Photographs and Interviews with Transgender and Gender Nonconforming Older Adults
By Jess T. Dugan and Vanessa Fabbre

  • Duration
    August 16 – December 10, 2022
  • Works by
    Jess T. Duggan and Vanessa Fabbre
  • Organized by
    Barrett Barrera Projects, and coordinated for the Newcomb Art Museum by Curator Laura Blereau and Curatorial Assistant Alex Landry

Jess T. Dugan is a photography-based artist whose work explores issues of identity, gender, sexuality and community. For over five years, Dugan traveled throughout the United States to create To Survive on This Shore: Photographs and Interviews with Transgender and Gender Nonconforming Older Adults in collaboration with Vanessa Fabbre, social worker and Assistant Professor at Washington University in St. Louis, whose research focuses on the intersection of LGBTQ issues and aging. Seeking subjects whose lived experiences exist within the complex intersections of gender identity, age, race, ethnicity, sexuality, socioeconomic class, and geographic location, they traveled from coast to coast, to big cities and small towns, documenting the life stories of this important but largely underrepresented group of older adults. The project represents a wide variety of life narratives spanning the last ninety years, offering an important historical record of transgender experience and activism in the United States. The resulting portraits and narratives provide a nuanced view into the struggles and joys of growing older as a transgender person and offer a poignant reflection on what it means to live authentically despite seemingly insurmountable odds.
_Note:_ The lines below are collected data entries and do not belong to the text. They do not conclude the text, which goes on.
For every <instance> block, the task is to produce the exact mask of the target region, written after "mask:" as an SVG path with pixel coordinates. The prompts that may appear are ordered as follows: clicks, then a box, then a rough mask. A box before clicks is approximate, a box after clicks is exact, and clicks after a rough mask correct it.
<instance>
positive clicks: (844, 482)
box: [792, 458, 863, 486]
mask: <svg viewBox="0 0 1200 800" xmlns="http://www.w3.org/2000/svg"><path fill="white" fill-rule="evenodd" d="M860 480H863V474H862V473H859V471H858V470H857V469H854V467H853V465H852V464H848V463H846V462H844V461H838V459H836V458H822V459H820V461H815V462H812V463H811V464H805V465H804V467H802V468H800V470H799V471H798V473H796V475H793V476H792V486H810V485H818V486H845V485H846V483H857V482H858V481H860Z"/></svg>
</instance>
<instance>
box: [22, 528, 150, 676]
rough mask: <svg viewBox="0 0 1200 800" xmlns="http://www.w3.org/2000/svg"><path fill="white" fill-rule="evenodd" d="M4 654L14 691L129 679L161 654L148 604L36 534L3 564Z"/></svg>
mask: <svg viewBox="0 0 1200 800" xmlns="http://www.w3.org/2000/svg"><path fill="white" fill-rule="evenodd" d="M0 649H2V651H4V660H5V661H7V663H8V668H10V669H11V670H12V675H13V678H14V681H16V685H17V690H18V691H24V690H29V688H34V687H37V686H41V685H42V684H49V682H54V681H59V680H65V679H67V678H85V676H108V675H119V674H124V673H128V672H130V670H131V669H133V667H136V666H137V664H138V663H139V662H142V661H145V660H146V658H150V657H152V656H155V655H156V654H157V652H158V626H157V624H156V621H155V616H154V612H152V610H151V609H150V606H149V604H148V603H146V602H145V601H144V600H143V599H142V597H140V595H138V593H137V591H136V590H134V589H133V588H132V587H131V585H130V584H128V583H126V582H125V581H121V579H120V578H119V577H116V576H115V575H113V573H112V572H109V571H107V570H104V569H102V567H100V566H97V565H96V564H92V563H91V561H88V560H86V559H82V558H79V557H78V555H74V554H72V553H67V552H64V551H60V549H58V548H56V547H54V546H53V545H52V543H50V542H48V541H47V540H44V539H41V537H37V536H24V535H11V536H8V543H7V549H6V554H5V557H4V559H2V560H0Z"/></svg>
The exhibition features 22 selected portraits and interviews conducted with 88 individuals throughout the United States. It is accompanied by a monograph published by Kehrer Verlag that includes 65 portraits and interviews as well as an interview by Karen Irvine, Deputy Director and Chief Curator at the Museum of Contemporary Photography at Columbia College Chicago.

About the Artists

Jess T. Dugan (American, b. 1986 Biloxi, MS) received their MFA in Photography from Columbia College Chicago, their Master of Liberal Arts in Museum Studies from Harvard University, and their BFA in Photography from the Massachusetts College of Art and Design.

Dugan’s work has been widely exhibited and is in the permanent collections of over 40 museums, including the Smithsonian National Portrait Gallery, the International Center of Photography, the Museum of Fine Arts, Boston, the Museum of Fine Arts, Houston, the Minneapolis Institute of Art, the St. Louis Art Museum, the Museum of Contemporary Photography, and the Library of Congress.

Dugan’s monographs include Look at me like you love me (MACK, 2022), To Survive on This Shore: Photographs and Interviews with Transgender and Gender Nonconforming Older Adults (Kehrer Verlag, 2018) and Every Breath We Drew (Daylight Books, 2015).

They are the recipient of a Pollock-Krasner Foundation Grant, an ICP Infinity Award, and were selected by the Obama White House as an LGBT Artist Champion of Change. Dugan’s editorial clients include the ACLU Magazine, The Guardian, The New York Times, The New York Times Magazine, and TIME.

Dugan teaches workshops at venues including the Anderson Ranch Arts Center in Snowmass Village, CO, the Fine Arts Work Center in Provincetown, MA, and Filter Photo in Chicago, IL. In 2015, they cofounded the Strange Fire Collective to highlight work made by women, people of color, and LGBTQ artists. For the 2020-2021 academic year, Dugan was the Henry L. and Natalie E. Freund Teaching Fellow at Washington University in St. Louis.

Vanessa Fabbre, PhD, LCSW, is an Associate Professor at the Brown School of Social Work and Affiliate Faculty in Women, Gender, and Sexuality Studies at Washington University in St. Louis. Vanessa’s research explores the conditions under which LGBTQ people age well, and what this means in the context of structural forces such as heteronormativity, heterosexism, and transphobia.

Her research has been published in the Journal of Gerontology: Social Sciences, Social Work, The Gerontologist, the Journal of Gerontological Social Work, and the Journal of Urban Health.